Detalhes bibliográficos
Autor(a) principal: Sousa, Lúcia
Data de Publicação: 2014
Outros Autores: Gama, João
Tipo de documento: Artigo
Idioma: eng
Título da fonte: Repositório Científico de Acesso Aberto de Portugal (Repositórios Cientìficos)
Texto Completo: http://hdl.handle.net/10400.19/2546
Resumo: In data analysis, the hierarchical clustering algorithms are powerful tools allowing to identify natural clusters, often without any priori information of the data structure, and are quite often used because provide a graphical representation of the resulting partitions, a hierarchy or dendrogram, revealing more information than non-hierarchical algorithms that returns a unique partition. Moreover, it is not necessary specify the number of clusters à priori. Cutting the dendrogram in different levels on the hierarchy produces different partitions and also, the use of different clusters aggregation methods for the same data set can produces different hierarchies and hence different partitions. So, several studies have been concerned with validate the resulting partitions comparing them, for instance, by the analysis of cohesion and separation of their clusters. The work presented here focuses on the problem of choosing the best partition in hierarchical clustering. The procedure to search for the best partition is made in the nested set of partitions, defined by the hierarchy. In traditional approaches each partition is defined by horizontal lines cutting the dendrogram at a determined level. In [3] is proposed an improved method, SEP/COP, to obtain the best partition, based on a wide set of partitions. In this paper we discuss these two types of approaches and we do a comparative study using a set of experiments using two-dimensional synthetic data sets and a real-world data set, based on the biometrics of the hands. This database is provided from Bosphorus Hand Database [36], in the context of recognition of the identity of a person by using the features of her hand/biometrics.
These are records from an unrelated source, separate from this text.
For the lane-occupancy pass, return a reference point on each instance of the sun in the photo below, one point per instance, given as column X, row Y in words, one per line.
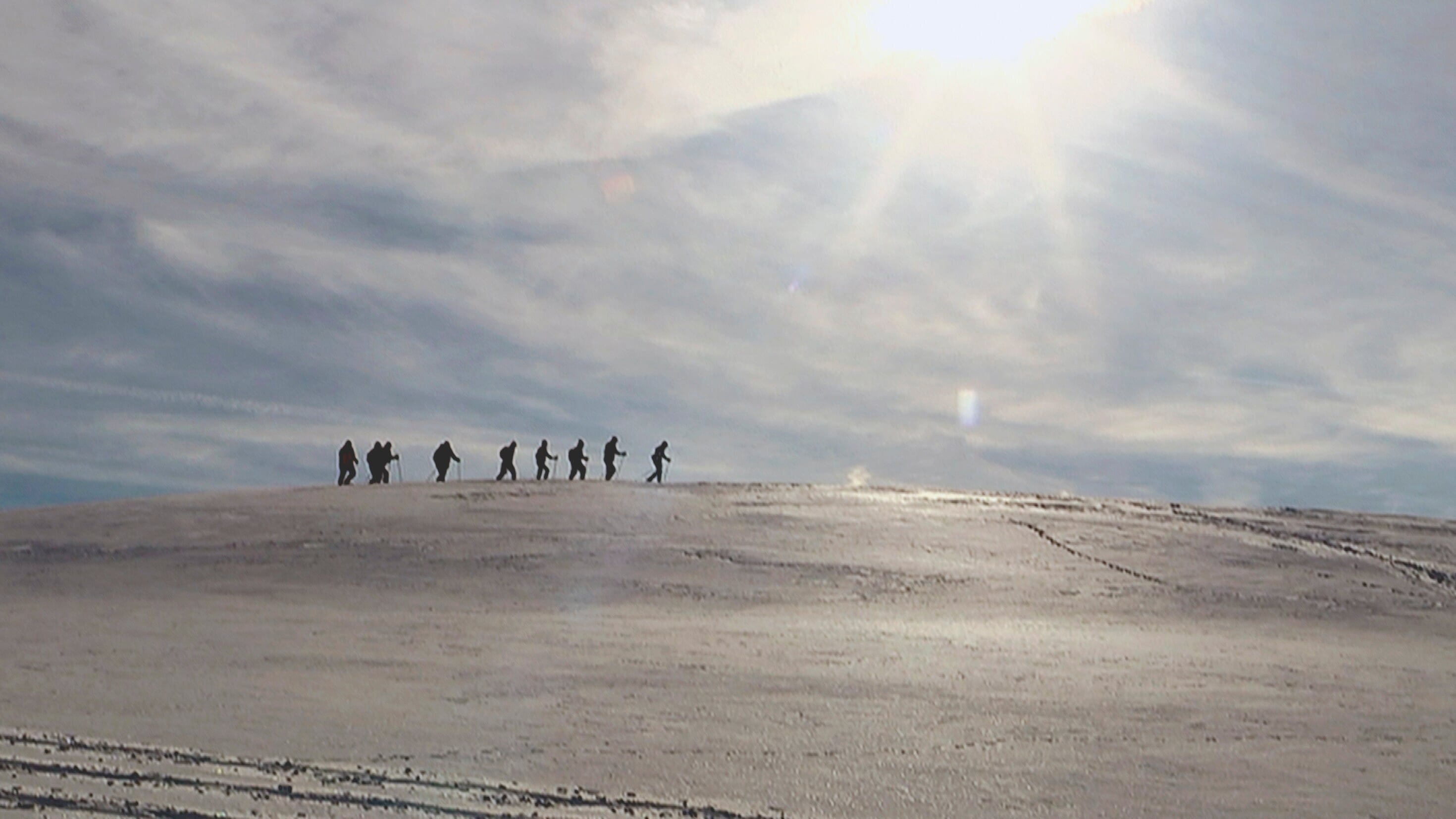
column 976, row 31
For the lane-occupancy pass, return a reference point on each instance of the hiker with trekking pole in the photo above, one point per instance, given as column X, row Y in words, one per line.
column 507, row 461
column 349, row 463
column 659, row 456
column 443, row 456
column 578, row 460
column 609, row 457
column 542, row 456
column 389, row 455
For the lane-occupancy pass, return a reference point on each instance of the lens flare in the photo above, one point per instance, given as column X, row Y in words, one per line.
column 969, row 31
column 967, row 408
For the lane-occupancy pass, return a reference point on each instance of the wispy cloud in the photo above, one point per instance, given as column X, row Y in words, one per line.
column 1173, row 254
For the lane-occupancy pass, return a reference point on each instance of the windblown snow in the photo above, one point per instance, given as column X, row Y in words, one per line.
column 551, row 649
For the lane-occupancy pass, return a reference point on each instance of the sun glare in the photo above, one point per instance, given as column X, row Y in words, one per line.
column 973, row 31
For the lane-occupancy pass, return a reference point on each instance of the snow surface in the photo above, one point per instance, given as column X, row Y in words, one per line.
column 482, row 649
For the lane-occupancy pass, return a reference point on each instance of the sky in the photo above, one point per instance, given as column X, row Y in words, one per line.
column 1192, row 251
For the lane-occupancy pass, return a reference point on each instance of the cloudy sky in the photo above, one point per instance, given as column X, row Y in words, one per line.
column 1176, row 249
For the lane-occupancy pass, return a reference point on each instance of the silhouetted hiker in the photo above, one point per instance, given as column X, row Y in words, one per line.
column 609, row 457
column 507, row 461
column 659, row 456
column 542, row 456
column 349, row 463
column 375, row 459
column 385, row 457
column 443, row 456
column 578, row 460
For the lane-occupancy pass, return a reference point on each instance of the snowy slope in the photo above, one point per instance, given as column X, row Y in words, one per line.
column 758, row 649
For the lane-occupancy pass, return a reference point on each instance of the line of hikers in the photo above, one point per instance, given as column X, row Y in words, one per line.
column 382, row 456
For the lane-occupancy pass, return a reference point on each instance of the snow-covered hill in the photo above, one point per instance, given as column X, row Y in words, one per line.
column 482, row 649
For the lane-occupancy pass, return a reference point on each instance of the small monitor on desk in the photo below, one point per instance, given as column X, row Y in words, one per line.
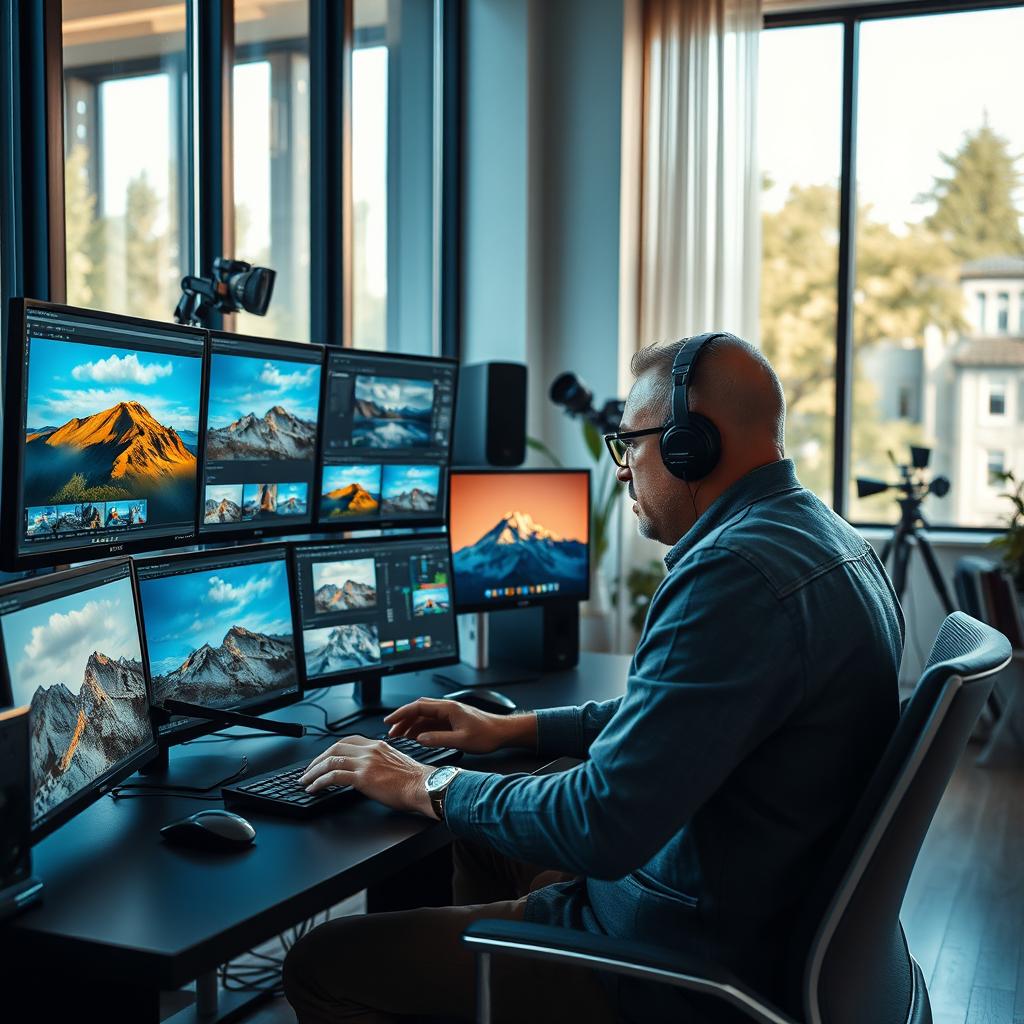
column 519, row 537
column 374, row 607
column 385, row 440
column 101, row 435
column 72, row 649
column 259, row 469
column 219, row 633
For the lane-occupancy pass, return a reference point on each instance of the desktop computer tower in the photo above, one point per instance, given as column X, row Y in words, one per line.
column 17, row 887
column 542, row 638
column 491, row 415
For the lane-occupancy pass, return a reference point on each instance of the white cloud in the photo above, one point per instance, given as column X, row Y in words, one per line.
column 57, row 650
column 118, row 370
column 272, row 377
column 221, row 592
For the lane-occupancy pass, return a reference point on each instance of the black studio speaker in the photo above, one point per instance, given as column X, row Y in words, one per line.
column 491, row 415
column 17, row 887
column 542, row 638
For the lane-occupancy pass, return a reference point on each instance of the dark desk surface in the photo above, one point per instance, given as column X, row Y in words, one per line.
column 117, row 899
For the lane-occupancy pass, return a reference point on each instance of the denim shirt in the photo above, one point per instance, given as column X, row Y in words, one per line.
column 761, row 694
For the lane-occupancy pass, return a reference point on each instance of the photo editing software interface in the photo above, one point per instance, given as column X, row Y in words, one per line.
column 519, row 537
column 109, row 425
column 386, row 438
column 262, row 415
column 370, row 606
column 72, row 650
column 218, row 630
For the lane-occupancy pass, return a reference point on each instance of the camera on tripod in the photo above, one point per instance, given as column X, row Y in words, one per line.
column 911, row 489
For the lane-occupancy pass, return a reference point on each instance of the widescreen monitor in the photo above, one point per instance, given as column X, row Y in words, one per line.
column 73, row 650
column 519, row 537
column 386, row 438
column 219, row 632
column 101, row 434
column 262, row 416
column 374, row 607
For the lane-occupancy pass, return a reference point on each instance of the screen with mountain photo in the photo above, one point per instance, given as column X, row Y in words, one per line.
column 261, row 435
column 218, row 634
column 111, row 442
column 77, row 659
column 519, row 536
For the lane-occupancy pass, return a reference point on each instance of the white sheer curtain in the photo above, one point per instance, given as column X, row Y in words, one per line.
column 690, row 239
column 699, row 244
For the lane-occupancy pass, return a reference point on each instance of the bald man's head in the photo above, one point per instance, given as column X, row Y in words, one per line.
column 731, row 383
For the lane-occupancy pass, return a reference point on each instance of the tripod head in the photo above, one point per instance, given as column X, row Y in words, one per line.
column 911, row 487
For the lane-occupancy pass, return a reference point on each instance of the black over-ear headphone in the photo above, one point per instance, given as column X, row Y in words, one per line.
column 691, row 444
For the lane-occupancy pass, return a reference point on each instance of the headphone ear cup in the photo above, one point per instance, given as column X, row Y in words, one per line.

We conclude that neither of the approaches proved consistently to perform better than the other, but the SEP/COP algorithm showed to be a better partition algorithm in situations like clusters with the approximately the same cardinality and well apart. Also, less depend of the used aggregation criteria and more robust to the presence of noise. Regarding to real data, the results of the experiments demonstrated that SEP/COP hierarchical clustering algorithms approach can contribute to identification systems based on the biometrics of the hands shape.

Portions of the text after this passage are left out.